Object Capabilities solve this problem by piggy-backing access decisions on object references -- by using all the work that programmers already do in well-designed object-oriented systems to minimize the amount of authority any individual piece of code has. See CapDesk for an example of how this works in practice.

DARPA ran a secure systems design experiment called the DARPA Browser project which found that a system designed this way -- although it had the same rate of bugs as other Object Oriented systems -- had a far lower rate of exploitable vulnerabilities.
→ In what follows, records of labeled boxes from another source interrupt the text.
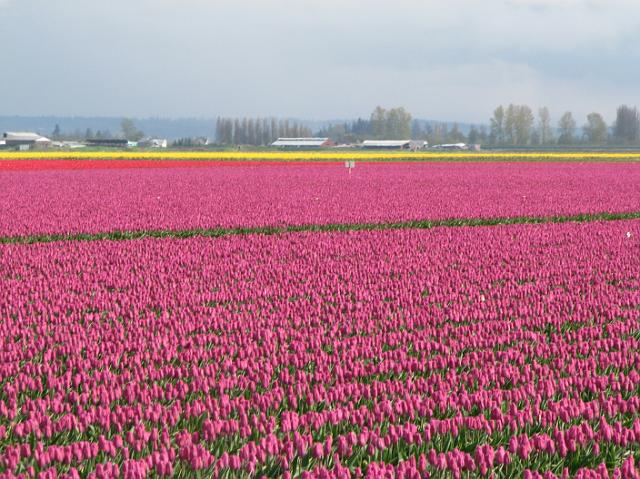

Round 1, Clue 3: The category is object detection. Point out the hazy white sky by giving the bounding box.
[0,0,640,122]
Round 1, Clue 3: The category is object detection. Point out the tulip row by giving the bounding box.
[0,149,640,161]
[0,220,640,479]
[0,163,640,238]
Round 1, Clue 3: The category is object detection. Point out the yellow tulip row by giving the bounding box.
[0,151,640,161]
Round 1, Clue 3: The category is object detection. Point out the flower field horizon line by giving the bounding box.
[0,211,640,244]
[0,151,640,162]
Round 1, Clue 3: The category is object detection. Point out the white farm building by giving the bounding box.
[271,138,333,149]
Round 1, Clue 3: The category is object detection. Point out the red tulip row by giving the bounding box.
[0,163,640,237]
[0,221,640,479]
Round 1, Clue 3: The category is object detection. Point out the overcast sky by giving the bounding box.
[0,0,640,123]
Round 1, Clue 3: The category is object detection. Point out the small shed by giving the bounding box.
[2,131,51,148]
[362,140,411,150]
[271,138,334,149]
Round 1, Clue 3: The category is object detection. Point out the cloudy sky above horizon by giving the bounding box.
[0,0,640,123]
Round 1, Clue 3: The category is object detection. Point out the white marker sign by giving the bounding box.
[344,161,356,174]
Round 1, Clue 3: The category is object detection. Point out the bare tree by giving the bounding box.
[582,112,607,145]
[558,111,576,145]
[538,106,553,145]
[613,105,640,143]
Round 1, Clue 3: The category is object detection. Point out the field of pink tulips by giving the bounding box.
[0,219,640,479]
[0,163,640,237]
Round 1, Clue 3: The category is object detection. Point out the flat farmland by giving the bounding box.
[0,159,640,479]
[0,161,640,237]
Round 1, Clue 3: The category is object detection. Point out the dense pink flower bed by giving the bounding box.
[0,223,640,479]
[0,163,640,236]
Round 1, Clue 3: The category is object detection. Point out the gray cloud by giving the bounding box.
[0,0,640,122]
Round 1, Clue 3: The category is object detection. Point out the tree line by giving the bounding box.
[216,117,312,146]
[487,104,640,146]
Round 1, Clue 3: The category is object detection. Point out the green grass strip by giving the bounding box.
[0,212,640,244]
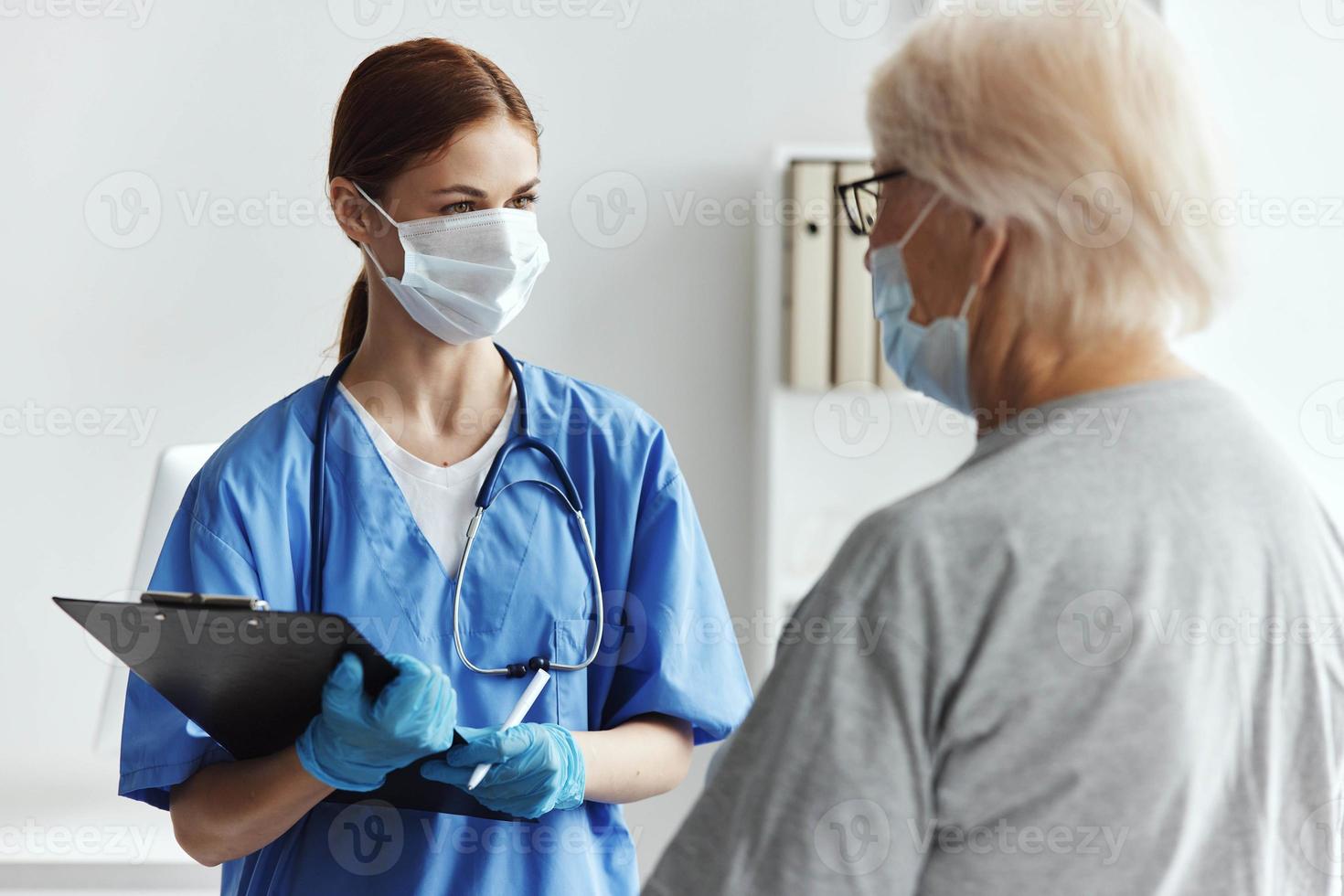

Since the designers followed POLA using object capabilities, it was much harder for attackers to find a way to use a bug to compromise the system.

Mike Samuel
+1. But you didn't put everything in one answer at a time tch tch.
Charlie Martin
A: 

KISS (Keep It Simple, Stupid)

If you need to make a very convoluted and difficult to follow argument as to why your system is secure, then it probably isn't secure.

Formal security designs sometimes refer to a thing called the TCB (Trusted Computing Base). But even an informal design has something like this - the security enforcing part of your code, the part you can't avoid relying on. This needs to be well encapsulated and as simple and small as possible.